Data for: RF Losses in Selective Laser Melted GRCop-84 Copper Waveguide for an Additively Manufactured Lower Hybrid Current Drive Launcher

RF Losses in Selective Laser Melted GRCop-84 Copper Waveguide for an Additively Manufactured Lower Hybrid Current Drive Launcher Recent advances in selective laser melting (SLM) 3D printing technology allow additive manufacture of lower hybrid current drive (LHCD) RF launchers from a new material, Glenn Research Copper 84 (GRCop-84), a Cr2Nb (8 at. % Cr, 4 at. % Nb) precipitation hardened alloy, in configurations unachievable with conventional machining. Rough surfaces in additively manufactured components are a limiting factor that increases RF losses. Surface roughness was found to be the dominant loss mechanism in SLM printed waveguide components. Wet blasting removes adhered powder grains from SLM printed GRCop-84 while vibratory mass finishing smooth’s and flattens waveguide surfaces. Mechanical polishing produced surfaces with low RF loss, however a further mass finishing step is recommended for the interiors of waveguides where polishing is not possible. Power loss in the upcoming LHCD launcher system for DIII-D is used to predict driven current in the plasma.

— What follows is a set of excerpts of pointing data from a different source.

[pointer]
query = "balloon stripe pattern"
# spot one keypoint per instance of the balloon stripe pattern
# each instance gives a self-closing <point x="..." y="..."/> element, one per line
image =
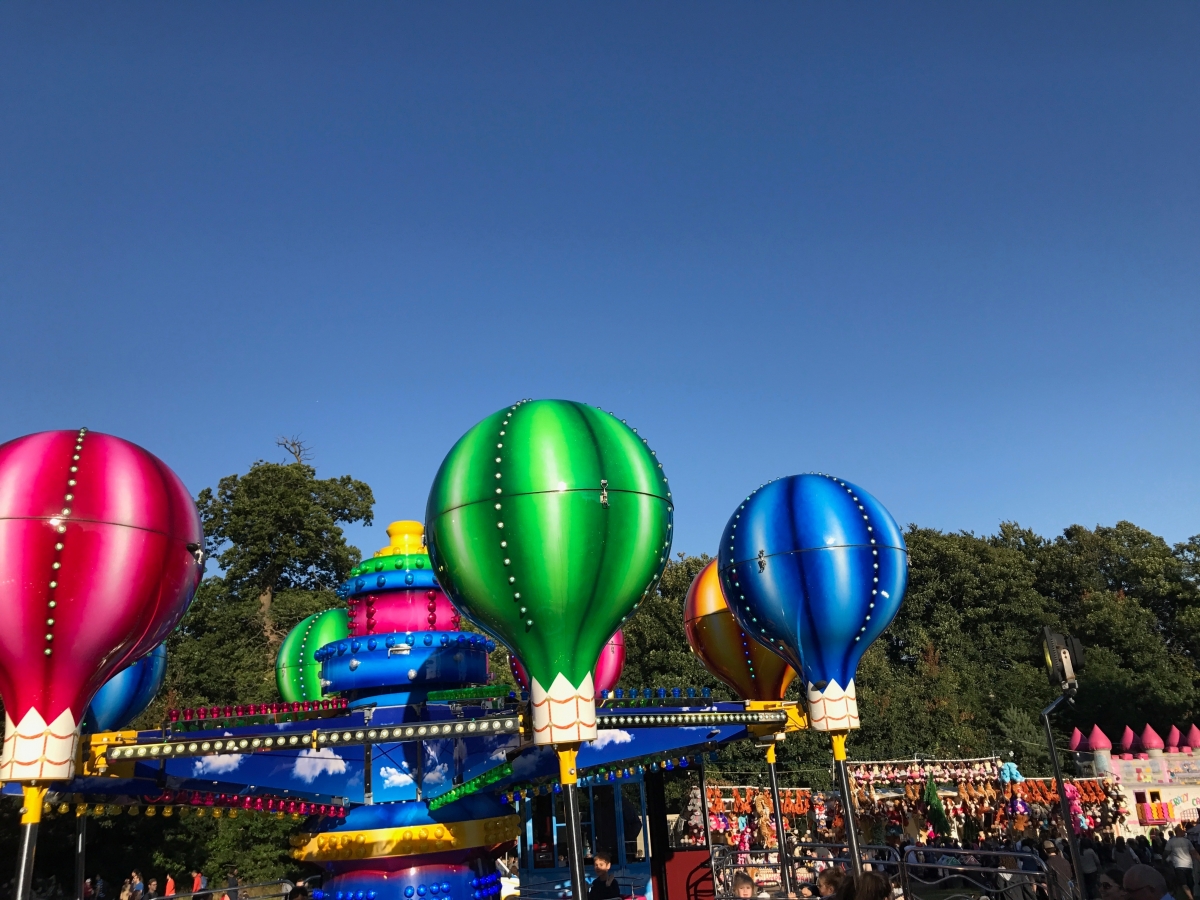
<point x="604" y="677"/>
<point x="100" y="555"/>
<point x="126" y="695"/>
<point x="815" y="568"/>
<point x="549" y="522"/>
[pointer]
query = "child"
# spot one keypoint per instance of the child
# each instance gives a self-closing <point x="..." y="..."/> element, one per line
<point x="604" y="886"/>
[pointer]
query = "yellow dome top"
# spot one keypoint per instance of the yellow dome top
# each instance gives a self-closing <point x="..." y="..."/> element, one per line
<point x="407" y="537"/>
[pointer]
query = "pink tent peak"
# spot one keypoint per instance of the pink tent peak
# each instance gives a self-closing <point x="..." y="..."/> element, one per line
<point x="1128" y="739"/>
<point x="1150" y="738"/>
<point x="1194" y="738"/>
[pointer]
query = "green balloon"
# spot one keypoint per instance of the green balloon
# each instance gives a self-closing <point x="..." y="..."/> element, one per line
<point x="297" y="673"/>
<point x="547" y="523"/>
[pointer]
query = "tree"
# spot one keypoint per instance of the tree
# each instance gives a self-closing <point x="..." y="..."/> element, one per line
<point x="276" y="528"/>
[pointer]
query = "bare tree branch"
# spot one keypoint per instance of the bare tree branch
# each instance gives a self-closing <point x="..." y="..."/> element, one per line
<point x="294" y="445"/>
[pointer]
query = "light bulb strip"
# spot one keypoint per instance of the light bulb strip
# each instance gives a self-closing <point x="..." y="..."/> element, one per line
<point x="257" y="713"/>
<point x="59" y="523"/>
<point x="630" y="718"/>
<point x="487" y="691"/>
<point x="318" y="738"/>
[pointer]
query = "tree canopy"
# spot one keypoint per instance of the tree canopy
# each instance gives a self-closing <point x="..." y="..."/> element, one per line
<point x="958" y="673"/>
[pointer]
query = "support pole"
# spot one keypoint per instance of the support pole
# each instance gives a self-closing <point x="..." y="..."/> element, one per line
<point x="847" y="798"/>
<point x="785" y="863"/>
<point x="81" y="853"/>
<point x="1063" y="807"/>
<point x="367" y="795"/>
<point x="574" y="826"/>
<point x="30" y="817"/>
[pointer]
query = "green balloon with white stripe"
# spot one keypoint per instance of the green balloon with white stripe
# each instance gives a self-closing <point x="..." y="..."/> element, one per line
<point x="297" y="673"/>
<point x="547" y="523"/>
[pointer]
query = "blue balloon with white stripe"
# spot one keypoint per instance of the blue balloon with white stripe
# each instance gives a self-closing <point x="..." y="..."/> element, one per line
<point x="126" y="695"/>
<point x="815" y="568"/>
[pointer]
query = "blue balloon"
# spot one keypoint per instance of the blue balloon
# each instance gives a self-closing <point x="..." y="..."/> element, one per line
<point x="815" y="568"/>
<point x="126" y="694"/>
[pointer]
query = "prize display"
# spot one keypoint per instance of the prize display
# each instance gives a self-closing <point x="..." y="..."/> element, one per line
<point x="815" y="568"/>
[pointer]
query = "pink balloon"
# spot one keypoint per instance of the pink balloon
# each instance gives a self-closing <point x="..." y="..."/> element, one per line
<point x="100" y="547"/>
<point x="612" y="660"/>
<point x="604" y="677"/>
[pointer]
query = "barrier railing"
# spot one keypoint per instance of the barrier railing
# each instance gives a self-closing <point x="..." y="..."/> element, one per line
<point x="919" y="874"/>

在选择性激光熔化（SLM）3D打印技术领域的最新进展，使得由新型材料——格伦研究铜84（GRCop-84），一种含有8原子百分比铬和4原子百分比钽的Cr2Nb（8 at. % Cr, 4 at. % Nb）时效硬化合金——制造的附加式激光熔化（LHCD）射频发射器得以实现，其构型为传统机械加工所无法达成。附加式制造组件的粗糙表面成为限制因素，增加了射频损耗。研究发现，表面粗糙度是SLM打印波导组件中主要的损耗机制。湿式喷砂可去除SLM打印的GRCop-84上附着的粉末颗粒，而振动质量抛光则使波导表面光滑并平整化。机械抛光产生了低射频损耗的表面，然而，对于无法进行抛光的波导内部，建议采用进一步的质量抛光步骤。DIII-D未来LHCD发射器系统的功率损耗被用于预测等离子体中的驱动电流。